Re: Running an Ivy Bridge cpu at fixed frequency

From: Peter Zijlstra
Date: Fri Dec 06 2019 - 05:15:47 EST


On Thu, Dec 05, 2019 at 03:53:55PM +0000, David Laight wrote:
> From: Peter Zijlstra
> > Sent: 05 December 2019 09:46
> > As Andy already wrote, perf is really good for this.
> >
> > Find attached, it probably is less shiny than what Andy handed you, but
> > contains all the bits required to frob something.
>
> You are in a maze of incomplete documentation all disjoint.

I'm sure..

> The x86 instruction set doc (eg 325462.pdf) defines the rdpmc instruction, tells you
> how many counters each cpu type has, but doesn't even contain a reference
> to how they are incremented.

There's book 3, chapter 18, performance monitoring overview, that should
explain how the counters work, and chapter 19 that lists many of the
available events.

TL;DR, they're (48bit) signed counters that increment and raise an
interrupt when the sign flips. This means we set them to '-period' and
then upon read (either early or on interrupt) compute the delta and
accumulate elsewhere.

> perf_event_open(2) tells you a few things, but doesn't actually what anything is.
> It contains all but the last 'if' clause of this function, without really saying
> what any of it does - or why you might do it this way.

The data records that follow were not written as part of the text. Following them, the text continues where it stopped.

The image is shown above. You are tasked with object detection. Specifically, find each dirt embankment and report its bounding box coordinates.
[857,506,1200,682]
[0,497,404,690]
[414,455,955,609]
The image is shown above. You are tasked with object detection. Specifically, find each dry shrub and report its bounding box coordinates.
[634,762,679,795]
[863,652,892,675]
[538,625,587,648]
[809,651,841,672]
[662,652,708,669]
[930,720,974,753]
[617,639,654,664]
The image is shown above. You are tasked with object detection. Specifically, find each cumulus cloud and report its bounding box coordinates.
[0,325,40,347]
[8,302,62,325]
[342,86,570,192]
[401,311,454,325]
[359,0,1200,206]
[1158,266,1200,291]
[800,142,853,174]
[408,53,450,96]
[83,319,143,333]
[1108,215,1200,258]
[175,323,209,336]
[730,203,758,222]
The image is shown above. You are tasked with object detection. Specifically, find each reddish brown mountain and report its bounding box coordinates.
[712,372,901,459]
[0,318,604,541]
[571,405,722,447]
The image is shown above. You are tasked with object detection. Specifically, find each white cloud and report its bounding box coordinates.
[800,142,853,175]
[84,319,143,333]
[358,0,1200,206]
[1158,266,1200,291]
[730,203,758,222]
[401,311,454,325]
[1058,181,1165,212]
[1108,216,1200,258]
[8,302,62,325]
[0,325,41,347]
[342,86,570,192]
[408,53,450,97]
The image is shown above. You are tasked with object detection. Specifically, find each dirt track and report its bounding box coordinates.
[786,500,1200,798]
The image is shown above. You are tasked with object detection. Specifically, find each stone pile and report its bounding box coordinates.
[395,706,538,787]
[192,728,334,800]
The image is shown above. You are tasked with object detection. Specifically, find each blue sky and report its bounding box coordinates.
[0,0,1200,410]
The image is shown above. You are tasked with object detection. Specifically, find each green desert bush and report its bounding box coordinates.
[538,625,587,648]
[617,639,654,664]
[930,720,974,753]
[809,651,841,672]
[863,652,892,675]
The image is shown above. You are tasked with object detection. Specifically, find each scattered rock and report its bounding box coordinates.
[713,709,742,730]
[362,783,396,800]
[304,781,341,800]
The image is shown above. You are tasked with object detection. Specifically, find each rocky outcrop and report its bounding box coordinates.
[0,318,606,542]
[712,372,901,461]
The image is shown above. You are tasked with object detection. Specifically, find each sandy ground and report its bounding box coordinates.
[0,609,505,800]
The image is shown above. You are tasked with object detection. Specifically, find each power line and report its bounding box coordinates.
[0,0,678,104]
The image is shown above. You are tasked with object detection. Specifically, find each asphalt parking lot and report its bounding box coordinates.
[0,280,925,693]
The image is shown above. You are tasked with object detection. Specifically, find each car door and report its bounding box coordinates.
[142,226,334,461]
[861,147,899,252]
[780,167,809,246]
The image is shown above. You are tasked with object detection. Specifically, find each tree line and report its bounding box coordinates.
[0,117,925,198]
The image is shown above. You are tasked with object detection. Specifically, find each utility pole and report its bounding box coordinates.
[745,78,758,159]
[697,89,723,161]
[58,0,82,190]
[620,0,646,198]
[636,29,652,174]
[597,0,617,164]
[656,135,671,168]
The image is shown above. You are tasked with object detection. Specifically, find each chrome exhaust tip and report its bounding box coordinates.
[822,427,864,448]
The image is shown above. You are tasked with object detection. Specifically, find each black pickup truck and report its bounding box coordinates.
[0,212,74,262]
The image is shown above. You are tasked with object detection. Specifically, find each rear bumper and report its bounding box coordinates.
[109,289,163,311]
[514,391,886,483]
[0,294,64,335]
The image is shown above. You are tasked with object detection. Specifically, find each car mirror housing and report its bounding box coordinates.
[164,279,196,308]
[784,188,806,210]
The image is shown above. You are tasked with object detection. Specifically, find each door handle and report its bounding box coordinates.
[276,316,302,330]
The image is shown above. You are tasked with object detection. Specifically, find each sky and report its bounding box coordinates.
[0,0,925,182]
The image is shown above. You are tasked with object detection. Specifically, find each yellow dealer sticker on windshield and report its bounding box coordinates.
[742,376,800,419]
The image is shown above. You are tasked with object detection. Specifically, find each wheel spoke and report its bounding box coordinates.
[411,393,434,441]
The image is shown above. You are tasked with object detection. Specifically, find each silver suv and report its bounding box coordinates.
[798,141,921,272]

I don't actually know what's in that manpage. But it really shouldn't be
too hard to understand.

It's a seqcount protected set of value, there's the RDPMC counter index,
and the counter offset. If the idx!=0 it means the counter is actually
programmed and we must RDPMC, the result of which we must add to the
offset.

The whole counter scaling crud is just that, crud you can mostly forget
about if you want to quickly hack something together. See
mmap_read_pinned() for the simplified (and much faster version) that
ignores all that.


> AFAICT:
> 1) The last clause is scaling the count up to allow for time when the hardware counter
> couldn't be allocated.
> I'm not convinced that is useful, better to ignore the entire measurement.
> Half this got deleted from the man page, leaving strange 'set but unused' variables.

Depending on the usecase, sure. I don't mave use for it either. I know
other people find it useful.

> 2) The hardware counters are disabled while the process is asleep.
> On wake a different pmc counter might be used (maybe on a different cpu).
> The new cpu might not even have a counter available.

Right, but if this is all you're running that is unlikely to happen.

> 3) If you don't want to scale up for missing periods it is probably enough to do:
> do {
> seq = pc->offset;
> barrier();
> idx = pc->index;
> if (!index)
> return -1;
> count = pc->offset + rdpmc(idx - 1);
> } while (seq != pc->seq);
> return (unsigned int)count;

You still need to do the rdpmc sign extent crud, but see
mmap_read_pinned() that does just about that.

As the name suggests it relies on using perf_event_attr::pinned = 1.